Files
Abstract
As machine learning (ML) models have grown in size and scope in recent years, so has the amount of data needed to train them. Unfortunately, individuals whose data is used in large-scale ML models may face unwanted consequences. Such data use may violate individuals' privacy or enroll them in an unwanted ML application. Furthermore, recent advances have greatly enhanced models' ability to generate synthetic data like text and images. This has unleashed a fresh wave of privacy and intellectual property concerns, as generative models can memorize and regurgitate their training data, and are trained on massive datasets scraped from the internet.
While user data privacy issues are well-recognized in the ML research community, most attempts to address it take a model-centric approach.

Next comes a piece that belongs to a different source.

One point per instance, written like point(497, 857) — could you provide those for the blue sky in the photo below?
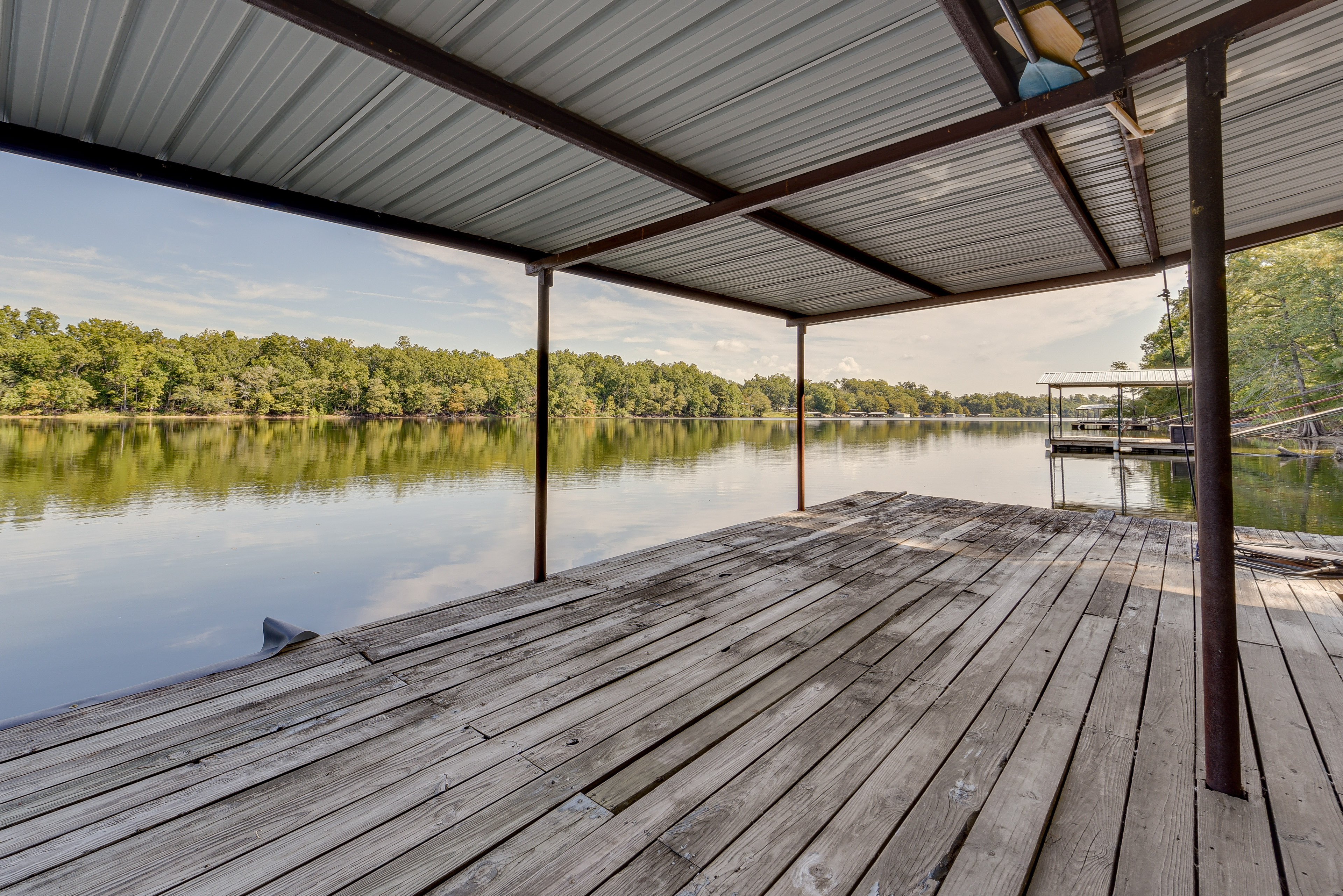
point(88, 245)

Existing solutions assume that model trainers are well-intended and that data has been taken with consent, or that data use is inevitable and that the best path forward is to mitigate privacy risks.These solutions work but overlook a significant problem: often data is taken without consent, and users do not trust model trainers.
This begs the question: what if data use was not inevitable? What if, instead, users had agency over how and if their data is used in ML systems? This thesis argues that data agency, the ability to know and control how and if one's data is used in ML systems, is an important complement to existing ML data privacy protection approaches. Such agency would shift the current power dynamic, which renders users helpless at the hands of model creators, and help users control their digital destinies. Solutions of this nature would accentuate current work on data privacy, giving users, not just model trainers, control over how their data is used.

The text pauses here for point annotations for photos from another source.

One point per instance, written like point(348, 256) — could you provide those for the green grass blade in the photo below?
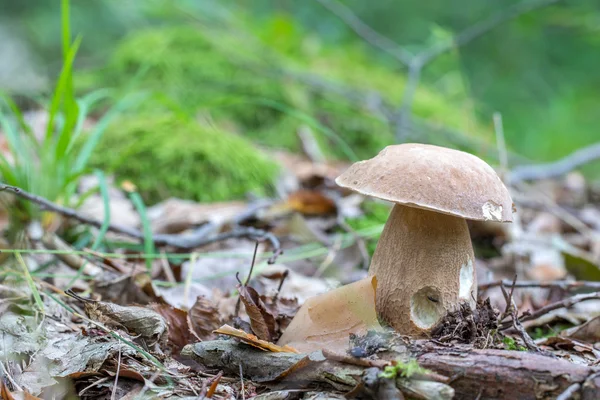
point(85, 105)
point(106, 203)
point(96, 134)
point(137, 201)
point(62, 88)
point(19, 116)
point(31, 283)
point(345, 147)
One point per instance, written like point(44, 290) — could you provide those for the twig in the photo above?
point(242, 381)
point(565, 303)
point(564, 285)
point(361, 362)
point(557, 168)
point(416, 63)
point(195, 239)
point(7, 375)
point(237, 276)
point(283, 277)
point(482, 27)
point(571, 390)
point(511, 308)
point(114, 391)
point(500, 142)
point(366, 32)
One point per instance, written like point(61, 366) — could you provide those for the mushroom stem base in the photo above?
point(424, 265)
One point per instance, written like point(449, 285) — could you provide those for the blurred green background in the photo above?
point(257, 71)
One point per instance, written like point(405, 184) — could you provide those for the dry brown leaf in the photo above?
point(204, 318)
point(262, 322)
point(4, 392)
point(310, 202)
point(327, 320)
point(146, 323)
point(175, 215)
point(588, 332)
point(180, 333)
point(254, 341)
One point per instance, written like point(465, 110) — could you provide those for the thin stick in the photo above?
point(237, 276)
point(188, 241)
point(564, 285)
point(283, 277)
point(565, 303)
point(242, 380)
point(500, 142)
point(571, 390)
point(114, 391)
point(557, 168)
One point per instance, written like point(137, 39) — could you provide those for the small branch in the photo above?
point(366, 32)
point(403, 121)
point(557, 168)
point(571, 390)
point(482, 27)
point(188, 241)
point(564, 285)
point(565, 303)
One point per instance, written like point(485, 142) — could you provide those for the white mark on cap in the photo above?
point(492, 211)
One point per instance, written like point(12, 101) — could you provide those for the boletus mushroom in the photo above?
point(424, 262)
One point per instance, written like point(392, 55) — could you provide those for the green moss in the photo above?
point(375, 215)
point(167, 154)
point(403, 369)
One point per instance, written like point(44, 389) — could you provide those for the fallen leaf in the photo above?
point(254, 341)
point(310, 202)
point(180, 333)
point(262, 322)
point(146, 323)
point(4, 392)
point(175, 215)
point(327, 320)
point(204, 318)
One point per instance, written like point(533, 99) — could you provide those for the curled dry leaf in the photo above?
point(180, 332)
point(204, 318)
point(310, 202)
point(146, 323)
point(262, 321)
point(254, 341)
point(327, 320)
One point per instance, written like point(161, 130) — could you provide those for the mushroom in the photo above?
point(424, 261)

This thesis explores solutions that provide users with data agency against large-scale ML systems, allowing individuals to disrupt or discover when their data is used in large-scale ML systems. It proposes three solutions that prevent or trace data use in ML systems or, in extreme cases, directly attack the ML system. It focuses on the use case of large-scale facial recognition (FR) systems, a machine learning technology that has recently become a flashpoint for civil liberties and privacy issues. With this use case in mind, the thesis finally develops a framework for reasoning about broadly about FR data agency.